Tuntutan pembubaran Resimen Mahasiswa (Menwa) menyeruak kembali usai kematian Gilang Endi saat diklatsar Menwa UNS Solo.

Ilustrasi Resimen Mahasiswa. Alinea.id/Debbie Alyw.

Dua belas hari setelah seorang mahasiswa Universitas Sebelas Maret (UNS) Solo, Gilang Endi Saputra, meninggal dunia usai mengikuti pendidikan dan pelatihan dasar (diklatsar) Resimen Mahasiswa (Menwa) UNS, pada Jumat (5/11) kepolisian menetapkan dua tersangka. Dari hasil penyelidikan dan penyidikan kepolisian, dua tersangka diduga melakukan tindak kekerasan berlebihan kepada Gilang.

Sepak terjang Menwa UNS dinilai Presiden Badan Eksekutif Mahasiswa (BEM) UNS, Zakky Musthofa Zuhud beberapa tahun belakangan memang merisaukan karena erat dengan praktik kekerasan.

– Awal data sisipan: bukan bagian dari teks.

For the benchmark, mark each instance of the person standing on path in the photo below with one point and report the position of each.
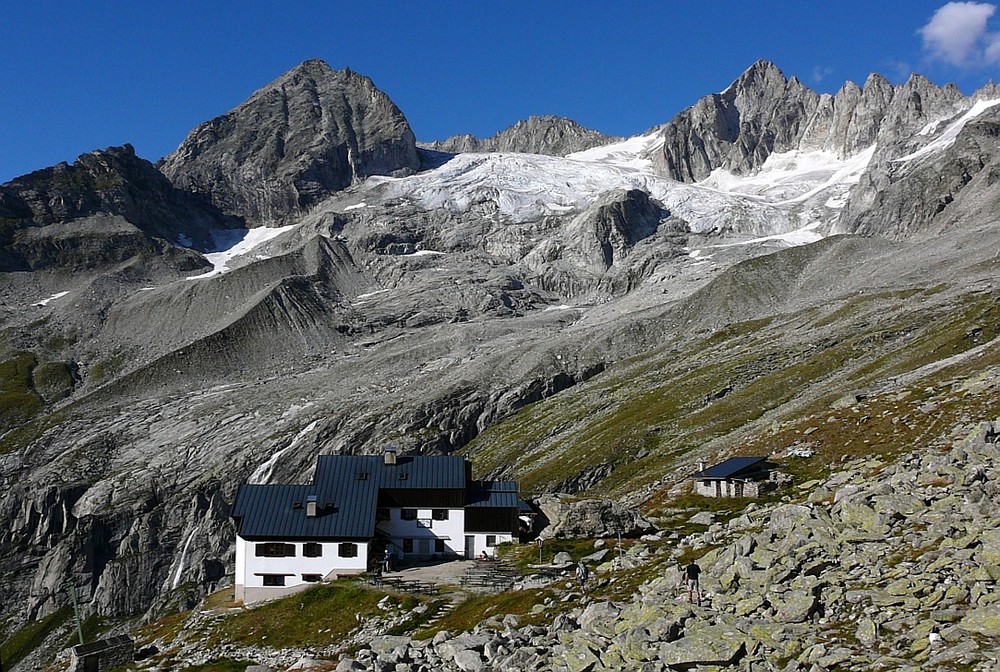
(691, 574)
(581, 575)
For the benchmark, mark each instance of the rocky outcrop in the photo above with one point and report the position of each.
(899, 569)
(589, 252)
(927, 194)
(589, 518)
(311, 132)
(554, 136)
(109, 206)
(760, 113)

Zakky menyebut, banyak alumni Menwa UNS dari angkatan terdahulu yang mengaku bahwa praktik kekerasan lazim terjadi saat diklatsar. Bahkan, bisa berlanjut sesudah resmi menjadi anggota.

“Ternyata pada 2008, 2013, dan tahun lalu (2020), polanya (kekerasannya) sama,” kata Zakky kepada Alinea.id, Rabu (3/11).

“Di tahun 2008, ada orang tua yang cerita kalau anaknya punya gangguan kesehatan yang cukup lama, setelah menjalani kegiatan Menwa.”